Trick to remember when to reject null (p-values vs alpha) I teach introductory statistics to undergraduates and they are often confused with hypothesis testing. In particular, while the rule is

we reject the null hypothesis at significance level $\alpha$ when p value is less than $\alpha$

they many times interpret it the opposite. Say, if p value is 0.04, they say "we reject at 1% but not at 5%".
On one level, it is about the deeper understanding, which might be my fault as a teacher.
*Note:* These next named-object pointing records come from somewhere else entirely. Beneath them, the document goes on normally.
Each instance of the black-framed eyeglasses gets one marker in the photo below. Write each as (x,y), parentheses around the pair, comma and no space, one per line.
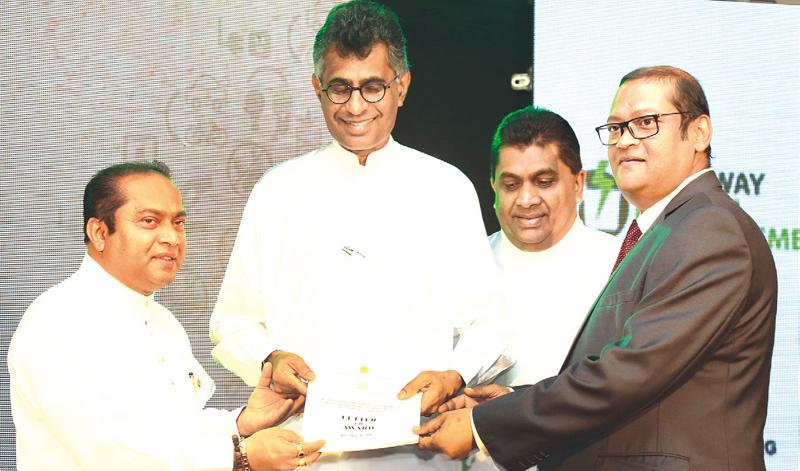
(372,91)
(640,127)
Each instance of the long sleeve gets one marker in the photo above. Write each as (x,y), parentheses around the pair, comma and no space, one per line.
(481,350)
(112,387)
(238,325)
(687,301)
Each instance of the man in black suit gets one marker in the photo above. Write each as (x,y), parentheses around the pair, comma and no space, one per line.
(670,370)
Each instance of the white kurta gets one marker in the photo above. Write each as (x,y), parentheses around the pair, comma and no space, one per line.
(548,295)
(100,380)
(350,265)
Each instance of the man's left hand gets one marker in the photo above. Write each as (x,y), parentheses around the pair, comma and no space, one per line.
(266,408)
(436,387)
(449,433)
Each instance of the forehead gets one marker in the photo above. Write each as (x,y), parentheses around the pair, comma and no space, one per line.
(522,161)
(642,96)
(356,69)
(150,191)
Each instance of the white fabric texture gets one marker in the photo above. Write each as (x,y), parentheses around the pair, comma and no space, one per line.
(100,380)
(380,265)
(548,295)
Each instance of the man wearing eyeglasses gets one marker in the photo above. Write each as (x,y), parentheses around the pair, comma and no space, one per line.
(345,262)
(670,370)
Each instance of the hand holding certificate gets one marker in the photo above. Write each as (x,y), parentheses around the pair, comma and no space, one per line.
(359,412)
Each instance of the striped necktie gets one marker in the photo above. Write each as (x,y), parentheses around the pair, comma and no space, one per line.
(630,240)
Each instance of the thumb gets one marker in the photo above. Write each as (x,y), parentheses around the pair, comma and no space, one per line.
(479,392)
(413,386)
(266,376)
(302,369)
(431,426)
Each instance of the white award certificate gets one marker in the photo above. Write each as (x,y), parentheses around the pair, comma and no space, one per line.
(359,412)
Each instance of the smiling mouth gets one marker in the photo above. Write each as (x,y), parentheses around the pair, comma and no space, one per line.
(531,221)
(358,125)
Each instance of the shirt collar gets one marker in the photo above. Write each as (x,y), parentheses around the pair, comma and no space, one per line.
(106,285)
(649,215)
(375,158)
(510,252)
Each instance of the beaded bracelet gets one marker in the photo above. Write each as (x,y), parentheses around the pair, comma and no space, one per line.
(240,461)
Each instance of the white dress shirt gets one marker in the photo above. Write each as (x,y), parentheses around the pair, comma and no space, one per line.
(645,220)
(548,295)
(349,266)
(103,378)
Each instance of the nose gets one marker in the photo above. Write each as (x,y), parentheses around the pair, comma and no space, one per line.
(170,235)
(626,139)
(356,104)
(528,196)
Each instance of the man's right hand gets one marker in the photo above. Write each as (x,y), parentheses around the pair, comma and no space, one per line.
(474,396)
(290,374)
(276,448)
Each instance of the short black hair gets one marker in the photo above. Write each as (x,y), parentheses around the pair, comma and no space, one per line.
(540,126)
(102,196)
(352,28)
(688,96)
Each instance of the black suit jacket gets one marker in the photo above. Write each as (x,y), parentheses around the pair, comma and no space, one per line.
(671,368)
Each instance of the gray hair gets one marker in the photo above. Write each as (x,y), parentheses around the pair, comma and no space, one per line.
(352,28)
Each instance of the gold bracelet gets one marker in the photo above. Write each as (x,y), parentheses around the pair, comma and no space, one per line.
(240,461)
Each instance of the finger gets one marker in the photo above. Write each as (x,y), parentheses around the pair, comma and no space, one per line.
(422,380)
(430,427)
(312,457)
(297,405)
(284,411)
(431,400)
(288,384)
(266,376)
(453,404)
(480,392)
(289,436)
(301,369)
(426,443)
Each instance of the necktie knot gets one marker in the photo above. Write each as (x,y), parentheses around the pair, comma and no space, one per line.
(631,238)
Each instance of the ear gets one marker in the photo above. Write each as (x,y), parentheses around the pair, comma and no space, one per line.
(97,231)
(702,133)
(317,86)
(403,86)
(580,181)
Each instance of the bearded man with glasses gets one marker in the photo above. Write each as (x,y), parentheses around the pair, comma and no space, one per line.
(364,255)
(671,367)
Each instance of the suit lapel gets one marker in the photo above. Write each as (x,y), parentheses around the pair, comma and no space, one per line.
(703,183)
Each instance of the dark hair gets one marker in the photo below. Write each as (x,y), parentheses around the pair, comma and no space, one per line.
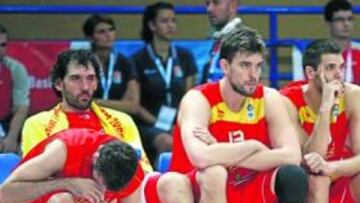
(3,30)
(150,13)
(81,56)
(334,6)
(117,164)
(316,49)
(241,39)
(91,22)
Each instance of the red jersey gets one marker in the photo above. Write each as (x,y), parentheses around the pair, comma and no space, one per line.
(339,124)
(6,92)
(227,126)
(352,62)
(81,144)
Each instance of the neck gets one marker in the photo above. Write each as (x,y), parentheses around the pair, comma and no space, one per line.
(233,99)
(161,47)
(220,27)
(312,96)
(69,109)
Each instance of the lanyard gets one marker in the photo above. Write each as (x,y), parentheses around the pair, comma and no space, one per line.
(106,83)
(348,69)
(164,73)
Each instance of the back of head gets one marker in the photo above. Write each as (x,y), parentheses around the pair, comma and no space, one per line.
(80,56)
(117,164)
(241,39)
(150,13)
(334,6)
(314,51)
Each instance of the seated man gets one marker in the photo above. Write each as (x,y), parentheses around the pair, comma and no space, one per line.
(326,113)
(78,165)
(234,137)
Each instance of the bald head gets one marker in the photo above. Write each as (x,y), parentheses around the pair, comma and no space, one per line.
(221,11)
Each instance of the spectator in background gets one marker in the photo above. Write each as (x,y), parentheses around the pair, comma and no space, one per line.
(326,112)
(118,88)
(14,102)
(165,72)
(223,18)
(340,18)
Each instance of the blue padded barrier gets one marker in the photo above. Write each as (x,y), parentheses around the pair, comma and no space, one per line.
(8,161)
(164,162)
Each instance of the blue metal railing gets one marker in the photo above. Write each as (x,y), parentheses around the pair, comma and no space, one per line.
(271,11)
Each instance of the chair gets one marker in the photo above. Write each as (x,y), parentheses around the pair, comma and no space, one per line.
(8,161)
(164,162)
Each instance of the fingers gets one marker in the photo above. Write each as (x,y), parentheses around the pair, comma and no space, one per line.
(315,162)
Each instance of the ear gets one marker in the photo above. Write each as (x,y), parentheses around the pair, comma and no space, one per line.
(59,85)
(225,65)
(310,72)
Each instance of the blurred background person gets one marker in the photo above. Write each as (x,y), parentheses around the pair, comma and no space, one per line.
(118,88)
(339,17)
(14,97)
(223,18)
(165,73)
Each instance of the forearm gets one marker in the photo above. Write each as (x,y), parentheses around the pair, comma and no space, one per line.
(146,116)
(319,139)
(26,191)
(346,167)
(268,159)
(226,154)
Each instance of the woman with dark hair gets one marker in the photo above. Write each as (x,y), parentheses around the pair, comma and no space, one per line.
(118,88)
(165,68)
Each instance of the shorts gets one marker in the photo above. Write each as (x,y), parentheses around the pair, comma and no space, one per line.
(256,190)
(340,191)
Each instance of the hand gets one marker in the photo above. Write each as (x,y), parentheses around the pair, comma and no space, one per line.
(204,135)
(8,145)
(331,91)
(318,165)
(85,188)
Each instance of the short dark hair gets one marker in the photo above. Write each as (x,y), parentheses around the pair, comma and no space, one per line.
(91,22)
(241,39)
(81,56)
(117,164)
(314,51)
(150,13)
(3,30)
(334,6)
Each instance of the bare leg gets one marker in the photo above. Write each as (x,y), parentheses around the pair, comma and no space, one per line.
(212,182)
(355,187)
(63,197)
(319,187)
(174,188)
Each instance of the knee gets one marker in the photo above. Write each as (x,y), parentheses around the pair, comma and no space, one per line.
(163,142)
(174,187)
(285,188)
(64,197)
(318,183)
(211,177)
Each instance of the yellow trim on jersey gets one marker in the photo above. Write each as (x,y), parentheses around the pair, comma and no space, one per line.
(306,114)
(251,113)
(115,123)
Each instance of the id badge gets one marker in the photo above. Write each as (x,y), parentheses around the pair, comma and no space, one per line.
(165,118)
(2,131)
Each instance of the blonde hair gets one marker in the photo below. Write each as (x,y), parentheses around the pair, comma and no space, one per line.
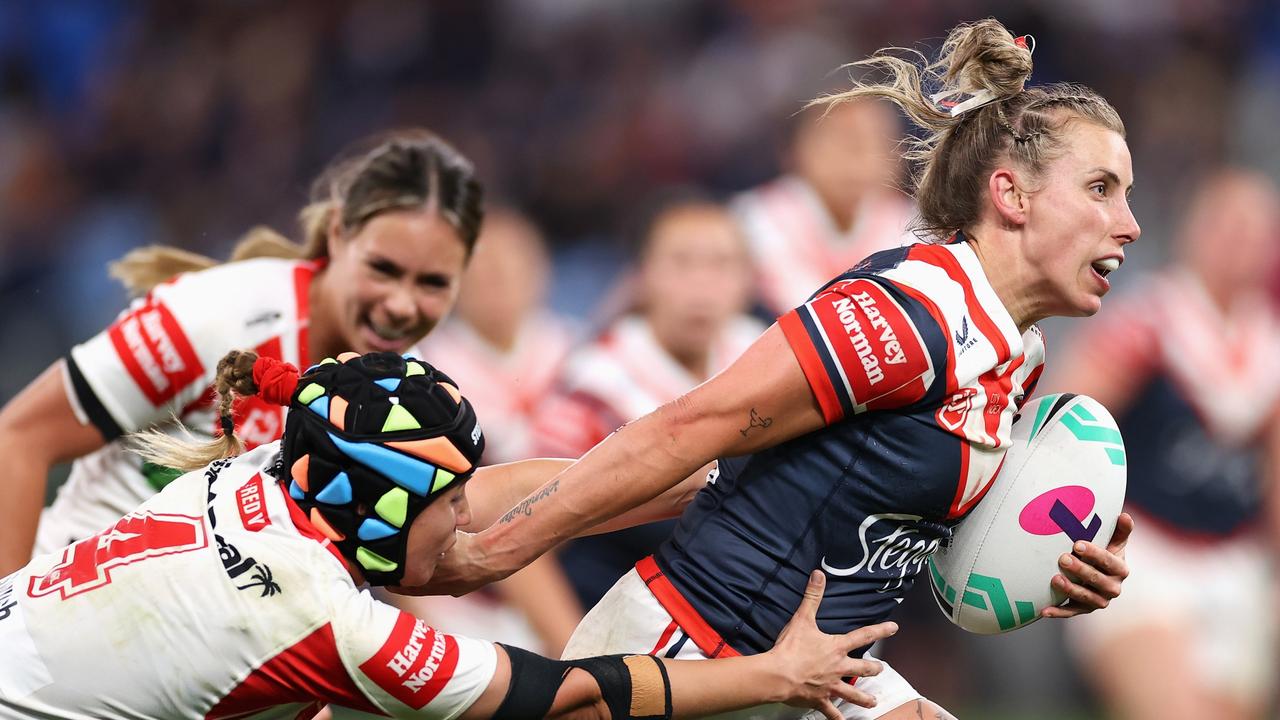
(234,377)
(955,155)
(400,171)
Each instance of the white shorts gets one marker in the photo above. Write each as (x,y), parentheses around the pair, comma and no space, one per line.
(630,619)
(1221,595)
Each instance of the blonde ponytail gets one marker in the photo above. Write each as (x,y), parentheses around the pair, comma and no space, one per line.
(144,268)
(1004,119)
(234,376)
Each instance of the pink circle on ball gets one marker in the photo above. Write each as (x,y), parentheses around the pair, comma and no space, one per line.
(1034,516)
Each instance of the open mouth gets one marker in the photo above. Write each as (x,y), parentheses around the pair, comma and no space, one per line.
(1106,265)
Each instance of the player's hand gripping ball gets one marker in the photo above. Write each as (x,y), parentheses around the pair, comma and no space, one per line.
(1063,481)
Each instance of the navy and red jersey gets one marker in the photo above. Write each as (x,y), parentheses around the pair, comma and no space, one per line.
(1203,395)
(918,369)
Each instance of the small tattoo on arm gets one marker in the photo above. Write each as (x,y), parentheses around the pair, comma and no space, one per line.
(526,506)
(757,422)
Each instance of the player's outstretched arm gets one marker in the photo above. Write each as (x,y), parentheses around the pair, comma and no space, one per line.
(760,400)
(804,669)
(37,429)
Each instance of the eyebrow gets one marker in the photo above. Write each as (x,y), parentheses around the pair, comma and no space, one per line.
(1114,178)
(430,277)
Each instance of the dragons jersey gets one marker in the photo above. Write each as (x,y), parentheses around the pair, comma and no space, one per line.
(503,386)
(796,246)
(218,598)
(156,360)
(620,376)
(1205,393)
(918,369)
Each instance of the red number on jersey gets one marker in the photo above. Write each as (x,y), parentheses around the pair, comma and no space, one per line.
(87,564)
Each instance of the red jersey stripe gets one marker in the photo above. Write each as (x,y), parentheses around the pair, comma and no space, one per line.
(698,630)
(942,258)
(810,363)
(311,669)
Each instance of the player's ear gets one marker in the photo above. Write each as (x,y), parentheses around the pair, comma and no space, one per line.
(1006,196)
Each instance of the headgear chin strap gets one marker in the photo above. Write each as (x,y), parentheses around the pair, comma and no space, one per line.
(370,441)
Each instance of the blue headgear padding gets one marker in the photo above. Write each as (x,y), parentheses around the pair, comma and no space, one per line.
(337,492)
(408,473)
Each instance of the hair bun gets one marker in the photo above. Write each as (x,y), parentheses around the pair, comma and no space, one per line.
(984,55)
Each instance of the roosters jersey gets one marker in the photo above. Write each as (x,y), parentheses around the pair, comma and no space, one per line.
(503,386)
(158,360)
(1206,392)
(918,369)
(620,376)
(798,247)
(218,598)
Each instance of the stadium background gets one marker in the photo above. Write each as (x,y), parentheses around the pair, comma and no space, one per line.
(124,123)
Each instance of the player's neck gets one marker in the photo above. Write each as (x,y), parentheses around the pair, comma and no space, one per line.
(1006,273)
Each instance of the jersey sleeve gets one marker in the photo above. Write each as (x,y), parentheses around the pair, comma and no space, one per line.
(149,361)
(864,345)
(406,666)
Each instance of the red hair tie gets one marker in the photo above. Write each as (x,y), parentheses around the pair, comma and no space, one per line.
(275,381)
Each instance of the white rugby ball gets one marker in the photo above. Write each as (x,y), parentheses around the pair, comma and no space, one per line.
(1063,479)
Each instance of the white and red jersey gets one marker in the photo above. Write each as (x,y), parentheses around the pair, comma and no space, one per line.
(796,246)
(158,360)
(1205,393)
(503,386)
(620,376)
(218,598)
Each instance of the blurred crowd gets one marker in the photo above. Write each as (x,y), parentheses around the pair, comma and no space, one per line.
(126,123)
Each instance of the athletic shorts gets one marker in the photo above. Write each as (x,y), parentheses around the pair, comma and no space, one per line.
(630,619)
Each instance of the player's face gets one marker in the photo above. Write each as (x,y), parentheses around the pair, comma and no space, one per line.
(695,277)
(394,279)
(433,533)
(1079,222)
(848,154)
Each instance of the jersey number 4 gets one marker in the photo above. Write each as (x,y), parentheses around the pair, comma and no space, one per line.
(87,564)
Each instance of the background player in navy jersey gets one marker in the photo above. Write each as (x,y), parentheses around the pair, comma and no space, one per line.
(1187,364)
(385,238)
(867,422)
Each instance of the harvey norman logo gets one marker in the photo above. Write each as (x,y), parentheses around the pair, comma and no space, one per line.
(155,351)
(415,662)
(848,315)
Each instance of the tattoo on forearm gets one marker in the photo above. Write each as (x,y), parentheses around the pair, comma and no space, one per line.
(757,422)
(526,506)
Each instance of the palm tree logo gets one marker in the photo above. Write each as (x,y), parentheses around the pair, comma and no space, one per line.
(263,578)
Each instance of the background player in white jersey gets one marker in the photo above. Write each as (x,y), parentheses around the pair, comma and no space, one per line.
(839,203)
(685,319)
(1187,364)
(506,346)
(387,235)
(883,404)
(236,591)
But on another level (given that we are not always engaging with the deeper side of things), perhaps a cool mnemonic tip would help them with correct interpretation
Do you have a cool, undergraduate-level tip about how to correctly interpret p values vs significance level $\alpha$? I haven't come across any such tip.
 A: This surely will not top the list of possible "cool undergraduate-level tips", but simply recalling the definition of a p-value might be helpful (quoted from Wikipedia):

The probability of obtaining test results at least as extreme as the
results actually observed, under the assumption that the null
hypothesis is correct.

So the smaller the probability, the smaller significance level at which we are willing to reject.
A: The standard mnemonic for remembering how to make a conclusion in a hypothesis test is:

If p is low, the null must go!

As to why this is the case, the best explanation of a classical hypothesis test is that it is the inductive anologue of a proof by contradiction.  In a proof by contradiction we begin with a null hypothesis, show that this leads logically to a contradiction, and therefore reject the initial premise that the null is true.  In a classical hypothesis test, we begin with a null hypothesis, show that this leads to a highly implausible result in favour of the alternative (so not quite a deductive contradiction, but close), and therefore reject the initial premise that the null is true.  The p-value in this test is the probability of a result at least as conducive to the alternative hypothesis, assuming the null is true (see formal explanation here).  If this is low then it means that something very implausible happened (under the assumption that the null is true) which gives the "contradiction" in the "inductive proof by contradiction".